Musharraf exit won't affect India talks - analysts
New Delhi: Strategic analysts feel the abrupt resignation of Pervez Musharraf as president of Pakistan on Monday will not directly impact the India-Pakistan peace process.
"At the official level, there will be no direct impact as Pakistan's civilian government has not said anything against the composite dialogue process that started in 2004," said Commodore (retired) C. Uday Bhaskar, former deputy director of the defence ministry-sponsored think tank, the Institute for Defence Studies and Analyses (IDSA).
"However, there is anxiety as to how the autonomous factors in Pakistan, including those responsible for the Kabul [embassy] attack, respond," he added.
"Will they [the autonomous factors] step up anti-India movements? Who will control the ISI [Inter-Services Intelligence agency]? The anxiety will remain unless clarity is reached in Pakistan about the relation between the army and the civilian government and between the army and these autonomous factors," Bhaskar said.
A senior army official said, speaking on condition of anonymity, quipped: "Musharraf had become irrelevant to the peace process as a civilian government is in place,"

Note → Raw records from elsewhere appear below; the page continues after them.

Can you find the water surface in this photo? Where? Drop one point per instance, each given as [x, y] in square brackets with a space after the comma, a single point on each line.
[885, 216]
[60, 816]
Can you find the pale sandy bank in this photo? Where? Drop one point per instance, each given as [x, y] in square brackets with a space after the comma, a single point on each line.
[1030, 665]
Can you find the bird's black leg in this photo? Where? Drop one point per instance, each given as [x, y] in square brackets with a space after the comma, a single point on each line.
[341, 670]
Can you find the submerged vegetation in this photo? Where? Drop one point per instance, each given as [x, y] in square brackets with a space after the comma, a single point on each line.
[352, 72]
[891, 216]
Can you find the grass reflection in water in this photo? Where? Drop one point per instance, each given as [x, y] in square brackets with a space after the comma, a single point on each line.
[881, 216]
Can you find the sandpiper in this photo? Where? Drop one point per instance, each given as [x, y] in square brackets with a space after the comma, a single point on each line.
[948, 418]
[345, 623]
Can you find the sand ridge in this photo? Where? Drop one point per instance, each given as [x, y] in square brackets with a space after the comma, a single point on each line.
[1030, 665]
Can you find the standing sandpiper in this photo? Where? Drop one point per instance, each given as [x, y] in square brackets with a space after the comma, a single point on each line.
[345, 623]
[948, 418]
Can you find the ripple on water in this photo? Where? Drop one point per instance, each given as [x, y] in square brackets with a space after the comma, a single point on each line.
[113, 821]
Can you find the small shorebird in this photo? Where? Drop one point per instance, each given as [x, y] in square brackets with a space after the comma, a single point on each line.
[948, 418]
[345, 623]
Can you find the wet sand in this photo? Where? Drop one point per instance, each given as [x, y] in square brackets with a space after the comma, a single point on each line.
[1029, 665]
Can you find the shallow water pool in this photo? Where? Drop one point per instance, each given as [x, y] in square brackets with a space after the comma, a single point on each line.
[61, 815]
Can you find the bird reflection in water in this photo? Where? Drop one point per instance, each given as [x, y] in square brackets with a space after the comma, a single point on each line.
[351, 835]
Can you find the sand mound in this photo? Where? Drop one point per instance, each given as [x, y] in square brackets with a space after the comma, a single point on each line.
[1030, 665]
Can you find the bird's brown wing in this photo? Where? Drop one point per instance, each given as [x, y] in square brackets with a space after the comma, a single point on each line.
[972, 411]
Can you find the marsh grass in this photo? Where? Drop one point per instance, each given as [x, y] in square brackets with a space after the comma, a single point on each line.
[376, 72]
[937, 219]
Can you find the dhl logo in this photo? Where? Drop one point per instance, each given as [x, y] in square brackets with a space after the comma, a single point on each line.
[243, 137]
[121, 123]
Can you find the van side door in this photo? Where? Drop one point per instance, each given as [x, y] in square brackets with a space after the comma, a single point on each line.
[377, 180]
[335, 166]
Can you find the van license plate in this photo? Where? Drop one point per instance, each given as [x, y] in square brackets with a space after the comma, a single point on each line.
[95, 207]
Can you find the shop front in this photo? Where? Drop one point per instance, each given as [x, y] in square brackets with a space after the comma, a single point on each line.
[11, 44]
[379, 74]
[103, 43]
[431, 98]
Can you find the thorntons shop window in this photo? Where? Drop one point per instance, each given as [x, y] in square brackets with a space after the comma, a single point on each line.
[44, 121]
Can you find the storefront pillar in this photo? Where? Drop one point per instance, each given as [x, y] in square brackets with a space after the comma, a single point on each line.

Echoing this opinion, Brigadier (retired) Gurmeet Kanwal, director of the Centre for Land Warfare Studies, said: "In the long run, dealing with a civilian government in Pakistan is in India's best interest.
"The Pakistani Army has a stranglehold over the country's polity and it has not changed. The peace process between India and Pakistan has been stagnant for the last one year or so and will remain so for another six to eight months till there is a new government in place in India."